Interesting development around here yesterday, must discuss...
A call came in at 3:00 yesterday afternoon asking The Hub if we would be interested in a three day old caucasian boy, healthy, voluntary TPR within the week. The baby was ready to be discharged from the hospital any time, and we were the first of three couples to be called (our social workers are fond of us). I was prepping a rack of lamb and didn't answer the phone when The Hub called me, since the number on caller ID was a strange name and I was up to my elbows in flesh. The Hub left work, the ladies in his office pushing him out the door and telling him to drive carefully.
I already knew that being asked if you'd parent three children under three will scramble your brain. Turns out, being asked if you'd like a newborn delivered to your door by dinnertime has the same effect. By the time The Hub got home, our twenty minute head start on other families was up, so we had to decide quickly.
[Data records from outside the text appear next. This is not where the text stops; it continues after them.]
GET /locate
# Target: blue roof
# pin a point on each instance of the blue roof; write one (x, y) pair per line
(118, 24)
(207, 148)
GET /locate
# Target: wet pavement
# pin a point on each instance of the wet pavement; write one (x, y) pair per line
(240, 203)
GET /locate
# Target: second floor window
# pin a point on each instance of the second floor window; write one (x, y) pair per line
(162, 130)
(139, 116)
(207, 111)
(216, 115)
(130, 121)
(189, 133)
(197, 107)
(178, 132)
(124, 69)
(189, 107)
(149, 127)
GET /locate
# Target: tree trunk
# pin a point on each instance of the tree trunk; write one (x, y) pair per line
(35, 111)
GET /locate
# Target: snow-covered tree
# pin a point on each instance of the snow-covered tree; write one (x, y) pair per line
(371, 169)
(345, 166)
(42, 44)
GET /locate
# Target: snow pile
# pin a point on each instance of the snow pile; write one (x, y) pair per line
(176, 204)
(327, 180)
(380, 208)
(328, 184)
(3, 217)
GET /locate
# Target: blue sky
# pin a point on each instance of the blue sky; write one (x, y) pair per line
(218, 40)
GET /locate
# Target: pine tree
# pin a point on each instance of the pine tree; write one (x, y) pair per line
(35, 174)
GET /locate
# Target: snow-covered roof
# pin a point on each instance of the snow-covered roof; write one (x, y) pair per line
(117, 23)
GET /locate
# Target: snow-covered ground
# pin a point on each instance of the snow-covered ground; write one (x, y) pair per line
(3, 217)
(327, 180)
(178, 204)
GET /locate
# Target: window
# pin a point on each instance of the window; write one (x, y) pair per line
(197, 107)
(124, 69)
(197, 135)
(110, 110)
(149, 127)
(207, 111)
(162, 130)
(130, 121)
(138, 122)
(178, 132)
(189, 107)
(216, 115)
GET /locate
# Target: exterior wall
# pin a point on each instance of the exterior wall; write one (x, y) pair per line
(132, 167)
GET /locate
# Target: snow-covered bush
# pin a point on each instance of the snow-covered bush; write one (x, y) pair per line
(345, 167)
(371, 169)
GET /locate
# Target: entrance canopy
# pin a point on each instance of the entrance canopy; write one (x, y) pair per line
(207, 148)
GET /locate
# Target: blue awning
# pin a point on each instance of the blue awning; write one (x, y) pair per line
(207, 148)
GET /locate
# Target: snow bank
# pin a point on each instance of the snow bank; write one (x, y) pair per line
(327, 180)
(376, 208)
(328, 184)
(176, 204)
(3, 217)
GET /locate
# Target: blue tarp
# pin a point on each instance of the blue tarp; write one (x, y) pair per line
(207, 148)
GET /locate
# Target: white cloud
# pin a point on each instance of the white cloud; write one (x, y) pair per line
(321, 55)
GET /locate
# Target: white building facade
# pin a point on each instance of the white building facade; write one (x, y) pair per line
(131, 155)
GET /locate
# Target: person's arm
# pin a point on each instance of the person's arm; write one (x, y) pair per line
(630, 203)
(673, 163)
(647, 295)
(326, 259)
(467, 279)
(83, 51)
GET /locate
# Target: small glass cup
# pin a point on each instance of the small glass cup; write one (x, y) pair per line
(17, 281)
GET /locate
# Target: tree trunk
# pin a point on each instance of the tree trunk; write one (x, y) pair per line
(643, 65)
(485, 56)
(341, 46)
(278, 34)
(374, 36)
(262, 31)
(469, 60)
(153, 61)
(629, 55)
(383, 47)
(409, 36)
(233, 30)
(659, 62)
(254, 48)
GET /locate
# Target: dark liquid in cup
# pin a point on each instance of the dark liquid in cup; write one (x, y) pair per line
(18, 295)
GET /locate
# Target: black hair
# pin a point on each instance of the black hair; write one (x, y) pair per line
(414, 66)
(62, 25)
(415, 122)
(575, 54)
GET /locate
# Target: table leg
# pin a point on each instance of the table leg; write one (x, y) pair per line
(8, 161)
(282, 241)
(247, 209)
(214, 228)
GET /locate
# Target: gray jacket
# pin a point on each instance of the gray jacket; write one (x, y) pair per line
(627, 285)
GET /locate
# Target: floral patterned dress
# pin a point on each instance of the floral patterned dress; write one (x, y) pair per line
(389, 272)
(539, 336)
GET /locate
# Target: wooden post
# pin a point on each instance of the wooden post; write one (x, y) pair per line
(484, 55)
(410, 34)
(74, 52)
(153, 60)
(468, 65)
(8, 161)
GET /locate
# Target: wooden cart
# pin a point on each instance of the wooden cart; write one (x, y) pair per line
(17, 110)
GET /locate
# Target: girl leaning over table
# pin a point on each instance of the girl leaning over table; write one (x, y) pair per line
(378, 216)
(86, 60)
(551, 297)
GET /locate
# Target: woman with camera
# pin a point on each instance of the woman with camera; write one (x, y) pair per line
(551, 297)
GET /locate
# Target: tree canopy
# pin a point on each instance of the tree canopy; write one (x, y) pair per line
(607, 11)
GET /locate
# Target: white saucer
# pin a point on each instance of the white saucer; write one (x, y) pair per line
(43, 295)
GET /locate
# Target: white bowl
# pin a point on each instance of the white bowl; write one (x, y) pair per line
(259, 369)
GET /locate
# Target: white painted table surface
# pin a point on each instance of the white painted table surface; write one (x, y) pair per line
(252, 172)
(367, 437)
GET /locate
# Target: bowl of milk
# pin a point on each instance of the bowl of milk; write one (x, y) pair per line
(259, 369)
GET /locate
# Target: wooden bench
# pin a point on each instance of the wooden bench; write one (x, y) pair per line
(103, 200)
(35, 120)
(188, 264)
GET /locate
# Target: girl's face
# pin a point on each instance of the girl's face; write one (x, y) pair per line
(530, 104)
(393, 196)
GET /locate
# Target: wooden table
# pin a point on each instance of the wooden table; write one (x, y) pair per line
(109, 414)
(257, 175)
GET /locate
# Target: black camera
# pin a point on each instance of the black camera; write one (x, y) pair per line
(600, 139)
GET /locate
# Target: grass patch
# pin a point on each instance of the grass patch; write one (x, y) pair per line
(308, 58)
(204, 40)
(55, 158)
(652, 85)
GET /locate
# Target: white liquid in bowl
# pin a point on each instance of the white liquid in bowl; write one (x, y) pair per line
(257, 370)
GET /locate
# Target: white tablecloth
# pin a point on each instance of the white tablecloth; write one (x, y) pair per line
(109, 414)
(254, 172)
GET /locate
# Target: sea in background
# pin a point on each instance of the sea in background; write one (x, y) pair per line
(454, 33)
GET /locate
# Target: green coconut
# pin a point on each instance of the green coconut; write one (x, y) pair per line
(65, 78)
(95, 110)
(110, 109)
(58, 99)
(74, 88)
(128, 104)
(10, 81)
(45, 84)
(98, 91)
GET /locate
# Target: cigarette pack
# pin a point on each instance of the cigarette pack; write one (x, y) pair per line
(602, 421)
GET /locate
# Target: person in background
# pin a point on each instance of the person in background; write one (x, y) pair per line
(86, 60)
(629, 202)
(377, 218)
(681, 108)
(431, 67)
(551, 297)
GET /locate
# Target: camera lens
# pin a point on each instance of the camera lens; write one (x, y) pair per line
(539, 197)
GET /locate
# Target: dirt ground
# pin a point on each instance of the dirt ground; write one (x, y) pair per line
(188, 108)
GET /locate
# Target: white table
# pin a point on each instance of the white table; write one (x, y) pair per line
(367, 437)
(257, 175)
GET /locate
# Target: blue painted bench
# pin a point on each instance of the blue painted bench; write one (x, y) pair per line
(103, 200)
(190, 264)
It wasn't an immediate yes. We leaned toward no, we thought about baby names, we called both sets of parents, we leaned toward yes, we called my sister's fiance to find out if they could bring the crib in my parents' attic to our house that night, maybe pick up a mattress on the way out, and I broke into tears because I didn't have a crib quilt made and because my husband has never changed a diaper.
In the end, someone else said yes first. They've had an empty nursery for many,, many years, and I am so, so happy that I was boning the rack of lamb, that I didn't answer The Hub's call, and that our house is forty minutes from his office, because all those things meant that our friends finally brought home a baby from the hospital.
My mom is slightly miffed at me because we didn't say yes right away, but she'll live. We're thinking we'll buy some baby supplies so next time we won't be caught so off guard, and so we'll actually be able to think of something else other than, "We Have Nothing For A Baby." And if we'd taken this child, I think he would have been referred to as The Baby for weeks, since we've never thought that we'd be naming a foster or adopted child and don't have any names on deck.
Anyone else getting the feeling our agency is babyland? Can you believe that people go through their domestic infant programs and wait for years, whereas we are foster adopt with the intent of adopting 5-16 and within three months we've been offered four littles? All of this makes my head spin.
Back to work. Have a roux to make and a nap to take.